Getting “java.lang.NoClassDefFoundError: com/beust

2019-05-04 00:09发布

问题:

I wanted to invoke testng programmatically. Not eclipse plug-in.

I have associated "testng-6.8.21.jar" and running through eclipse and i ran below code:

import org.testng.TestNG;

public class SampCls 
{
        public static void main(String[] args)
        {
            TestNG test=new TestNG();
        }
}

Getting below exception. How can i overcome this exception.
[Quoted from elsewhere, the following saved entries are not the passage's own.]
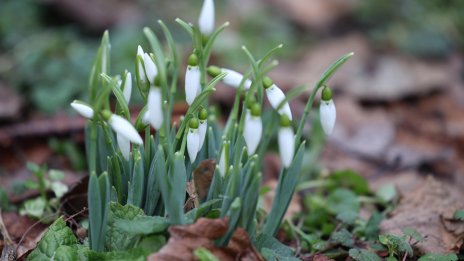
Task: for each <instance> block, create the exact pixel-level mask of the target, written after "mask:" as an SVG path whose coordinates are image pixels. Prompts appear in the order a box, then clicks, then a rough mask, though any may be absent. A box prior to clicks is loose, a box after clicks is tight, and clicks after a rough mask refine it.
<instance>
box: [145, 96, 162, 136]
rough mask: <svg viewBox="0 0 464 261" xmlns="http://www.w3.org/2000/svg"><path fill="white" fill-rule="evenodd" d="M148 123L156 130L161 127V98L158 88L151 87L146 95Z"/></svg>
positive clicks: (158, 129)
mask: <svg viewBox="0 0 464 261" xmlns="http://www.w3.org/2000/svg"><path fill="white" fill-rule="evenodd" d="M148 121H149V122H150V124H151V126H153V128H155V129H156V130H159V129H160V128H161V125H163V109H162V96H161V89H160V88H159V87H151V88H150V92H149V93H148Z"/></svg>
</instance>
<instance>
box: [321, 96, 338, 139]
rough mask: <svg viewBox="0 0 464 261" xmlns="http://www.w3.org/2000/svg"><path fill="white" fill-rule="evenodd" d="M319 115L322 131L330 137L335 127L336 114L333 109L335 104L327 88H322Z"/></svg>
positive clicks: (333, 109) (336, 114)
mask: <svg viewBox="0 0 464 261" xmlns="http://www.w3.org/2000/svg"><path fill="white" fill-rule="evenodd" d="M319 114H320V117H319V118H320V120H321V125H322V129H323V130H324V132H325V134H326V135H330V134H331V133H332V131H333V128H334V126H335V120H336V118H337V112H336V109H335V103H334V102H333V100H332V91H331V90H330V89H329V88H328V87H324V89H323V90H322V99H321V104H320V107H319Z"/></svg>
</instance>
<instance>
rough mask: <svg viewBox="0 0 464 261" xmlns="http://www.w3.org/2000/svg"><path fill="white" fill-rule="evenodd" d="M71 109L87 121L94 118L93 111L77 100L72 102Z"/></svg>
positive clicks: (86, 106)
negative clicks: (88, 119) (81, 116)
mask: <svg viewBox="0 0 464 261" xmlns="http://www.w3.org/2000/svg"><path fill="white" fill-rule="evenodd" d="M71 107H72V108H73V109H74V110H76V111H77V113H79V114H80V115H81V116H82V117H85V118H87V119H91V118H93V109H92V107H90V105H88V104H87V103H85V102H82V101H78V100H75V101H73V102H71Z"/></svg>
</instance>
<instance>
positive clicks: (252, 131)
mask: <svg viewBox="0 0 464 261" xmlns="http://www.w3.org/2000/svg"><path fill="white" fill-rule="evenodd" d="M262 133H263V123H262V121H261V117H256V116H249V117H248V118H247V119H245V126H244V129H243V136H244V138H245V142H246V144H247V150H248V155H250V156H251V155H253V154H254V153H255V151H256V148H258V145H259V142H260V141H261V135H262Z"/></svg>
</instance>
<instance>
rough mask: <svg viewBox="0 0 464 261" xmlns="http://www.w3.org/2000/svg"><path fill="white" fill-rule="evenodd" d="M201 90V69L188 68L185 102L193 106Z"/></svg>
mask: <svg viewBox="0 0 464 261" xmlns="http://www.w3.org/2000/svg"><path fill="white" fill-rule="evenodd" d="M200 90H201V85H200V68H198V66H187V71H185V100H186V101H187V103H188V105H192V102H193V101H194V100H195V98H196V97H197V95H198V94H199V91H200Z"/></svg>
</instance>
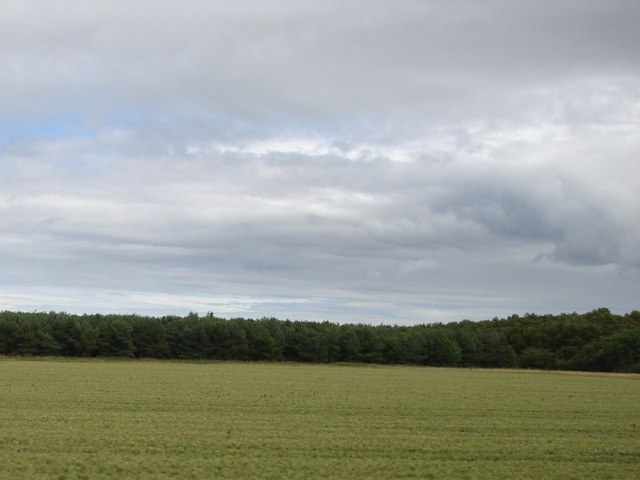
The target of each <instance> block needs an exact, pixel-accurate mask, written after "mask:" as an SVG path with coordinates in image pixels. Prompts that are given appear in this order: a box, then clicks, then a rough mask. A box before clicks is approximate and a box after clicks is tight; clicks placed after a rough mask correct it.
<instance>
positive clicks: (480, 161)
mask: <svg viewBox="0 0 640 480" xmlns="http://www.w3.org/2000/svg"><path fill="white" fill-rule="evenodd" d="M72 7H73V8H72ZM638 18H640V12H639V7H638V5H637V2H624V1H620V2H613V3H611V2H609V3H604V2H586V1H575V2H573V1H571V2H563V3H561V4H558V3H557V2H520V3H507V2H484V3H482V4H479V3H477V2H455V3H451V2H400V3H398V4H394V5H393V6H390V4H388V3H386V2H350V3H348V4H344V3H343V2H273V3H272V2H261V3H260V6H259V7H256V4H255V3H252V2H251V3H249V2H237V1H234V2H216V3H210V2H196V1H192V2H183V3H180V4H179V5H178V4H173V3H171V4H169V3H166V4H165V3H162V2H160V3H159V2H135V3H134V4H131V3H127V4H125V3H124V2H97V3H96V2H93V3H91V4H86V5H77V4H76V3H73V5H71V3H70V2H69V3H68V2H55V3H51V2H32V3H18V2H8V3H7V4H3V5H2V6H1V7H0V60H1V61H2V62H3V65H5V66H6V68H5V70H4V74H3V75H2V77H1V78H0V92H1V93H0V167H1V171H2V174H1V175H0V218H1V219H2V222H0V258H1V259H2V264H3V270H4V278H3V280H2V282H0V286H2V288H3V290H4V291H5V292H7V293H5V296H4V297H2V298H6V299H8V300H7V302H10V301H14V302H19V303H20V302H22V303H20V305H36V304H37V298H35V297H37V295H35V294H33V295H35V297H34V296H33V295H30V294H29V293H28V290H29V289H30V288H31V289H32V290H33V291H34V292H36V291H37V292H39V293H38V295H40V296H41V297H42V298H43V299H45V300H46V302H45V300H43V301H42V302H45V303H46V305H50V304H52V302H53V300H51V299H52V298H54V299H55V298H59V299H61V300H60V302H62V303H61V304H63V305H67V306H69V307H73V308H78V309H81V308H83V307H82V305H84V308H89V307H88V306H87V305H88V303H87V302H89V303H90V301H91V300H90V299H92V298H94V299H96V302H98V303H100V304H101V305H110V304H111V303H113V304H114V308H117V309H122V310H126V308H127V306H126V305H127V302H130V305H134V307H132V308H137V309H140V311H145V312H147V311H161V310H162V308H164V309H165V311H166V309H171V311H177V310H179V309H180V308H186V307H185V305H186V304H187V303H188V302H190V301H191V302H194V303H195V304H197V305H199V306H200V307H198V308H206V306H207V305H212V306H215V307H216V308H220V309H222V310H223V311H225V312H228V313H229V314H233V312H235V313H237V314H247V312H249V313H251V312H254V313H255V312H258V313H259V312H266V311H267V310H270V312H269V313H268V314H274V315H279V316H283V317H287V316H297V318H313V319H322V318H333V317H335V318H336V319H340V320H369V319H371V321H387V322H389V321H398V322H412V321H426V320H439V319H442V318H446V319H449V320H453V319H459V318H460V316H468V317H471V318H483V316H484V317H485V318H486V317H491V316H493V315H495V314H503V313H504V314H510V313H514V312H515V313H524V311H541V310H542V311H558V310H560V311H562V310H582V309H589V308H596V307H600V306H610V307H612V308H614V309H615V308H619V309H630V308H633V307H634V302H635V301H636V300H635V299H637V294H638V293H639V292H638V290H637V287H636V286H635V285H638V282H637V274H638V271H639V269H638V267H639V266H640V259H639V257H638V253H637V252H638V251H640V249H639V248H638V245H639V244H640V230H639V229H638V227H637V226H636V224H637V222H635V219H636V218H638V216H639V215H640V211H639V209H640V207H639V206H638V204H637V202H636V201H634V200H635V198H636V197H637V191H638V188H639V187H640V170H639V169H638V168H639V167H638V163H637V152H638V147H639V146H640V139H639V138H638V135H637V131H638V125H639V124H640V118H639V116H638V115H639V114H638V112H639V111H640V110H638V106H639V105H640V90H639V88H638V86H637V85H638V76H639V74H640V72H639V71H638V66H639V64H640V62H639V60H638V59H639V58H640V56H638V55H637V53H638V51H637V50H638V49H637V47H636V45H640V38H638V36H639V33H638V29H637V28H636V24H637V19H638ZM52 286H56V287H58V288H59V289H60V290H55V289H54V290H55V291H54V292H53V293H51V294H48V293H47V289H48V288H53V287H52ZM127 292H130V294H129V293H127ZM74 295H76V296H77V298H82V299H85V300H82V301H81V300H77V301H76V300H74V301H71V300H69V297H73V296H74ZM32 298H33V302H35V303H28V302H29V301H31V300H30V299H32ZM207 298H210V299H211V300H210V302H209V303H208V301H207V300H206V299H207ZM11 299H13V300H11ZM65 299H66V300H65ZM153 299H155V300H153ZM0 300H1V299H0ZM2 301H3V302H4V300H2ZM154 301H157V305H156V306H154V305H153V302H154ZM225 302H226V303H225ZM54 303H55V302H54ZM8 304H9V305H11V304H10V303H8ZM115 305H117V307H116V306H115ZM158 305H161V306H162V307H159V306H158ZM170 305H173V306H172V307H170ZM212 308H213V307H212ZM154 309H155V310H154ZM234 309H235V310H234ZM187 311H188V309H187ZM287 312H289V313H287Z"/></svg>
Exception in thread "main" java.lang.NoClassDefFoundError: com/beust/jcommander/ParameterException
    at SampCls.main(SampCls.java:12)
Caused by: java.lang.ClassNotFoundException: com.beust.jcommander.ParameterException
    at java.net.URLClassLoader$1.run(Unknown Source)
    at java.net.URLClassLoader$1.run(Unknown Source)
    at java.security.AccessController.doPrivileged(Native Method)
    at java.net.URLClassLoader.findClass(Unknown Source)
    at java.lang.ClassLoader.loadClass(Unknown Source)
    at sun.misc.Launcher$AppClassLoader.loadClass(Unknown Source)
    at java.lang.ClassLoader.loadClass(Unknown Source)
    ... 1 more

回答1:

Change:

Class cls = Class.forName("TestSuite.TestCases.AddContactHappyPath").getClass();
test.setTestClasses(new Class[] { cls });

By:

 test.setTestClasses(new Class[] { AddContactHappyPath.class });

All code is

import org.testng.TestNG;
import com.xxx.test.others.AddContactHappyPath;

public class SampCls {
    public static void main(String[] args) throws ClassNotFoundException {
        TestNG test = new TestNG();
         test.setTestClasses(new Class[] { AddContactHappyPath.class });
         test.run();
    }
}

TestNG code is:

import org.testng.annotations.*;

public class AddContactHappyPath {

    @Test()
    public void AddContactHappyPathTest() {
        System.out.println("hello world");
    }
}

Console result:

[TestNG] Running:
  Command line suite

hello world

===============================================
Command line suite
Total tests run: 1, Failures: 0, Skips: 0
===============================================


回答2:

If you use a Maven project, you need add this dependancy:

<dependency>
    <groupId>com.beust</groupId>
    <artifactId>jcommander</artifactId>
    <version>1.48</version>
</dependency>

the class com/beust/jcommander/ParameterException is inside

If you use a project without Maven you need add this jar file at your classpath:

jcommander-1.48.jar

You can download this jar file on central.maven.org -> jcommander-1.48.jar



回答3:

As @sgrillon correctly pointed out, you need the correct Maven dependency, but also the shade plugin (https://maven.apache.org/plugins/maven-shade-plugin) to package a Uber-jar including all Maven dependencies for easy execution. This is what should be included in your pom.xml:

...
  <dependencies>
    <dependency>
      <groupId>com.beust</groupId>
      <artifactId>jcommander</artifactId>
      <version>1.48</version>
    </dependency>
  </dependencies>
...
    <plugins>
      ...
      <plugin>
        <artifactId>maven-compiler-plugin</artifactId>
        <version>3.1</version>
        <configuration>
          <source>1.8</source>
          <target>1.8</target>
        </configuration>
      </plugin>

      <plugin>
        <groupId>org.apache.maven.plugins</groupId>
        <artifactId>maven-shade-plugin</artifactId>
        <version>2.3</version>
        <executions>
          <execution>
            <phase>package</phase>
            <goals>
              <goal>shade</goal>
            </goals>
            <configuration>
              <shadedArtifactAttached>true</shadedArtifactAttached>
              <shadedClassifierName>runnable</shadedClassifierName>
            </configuration>
          </execution>
        </executions>
      </plugin>

    </plugins>

After you build the Maven package, you'll get your regular my-app-1.0-SNAPSHOT.jar file and also a my-app-1.0-SNAPSHOT-runnable.jar. This is what you should run, with the command:

$ java -jar my-app-1.0-SNAPSHOT-runnable.jar

You can verify with this command:

$ jar tvf my-app-1.0-SNAPSHOT-runnable.jar

that the shaded jar contains the JCommander classes (and those of all the other Maven dependencies), while the regular one doesn't.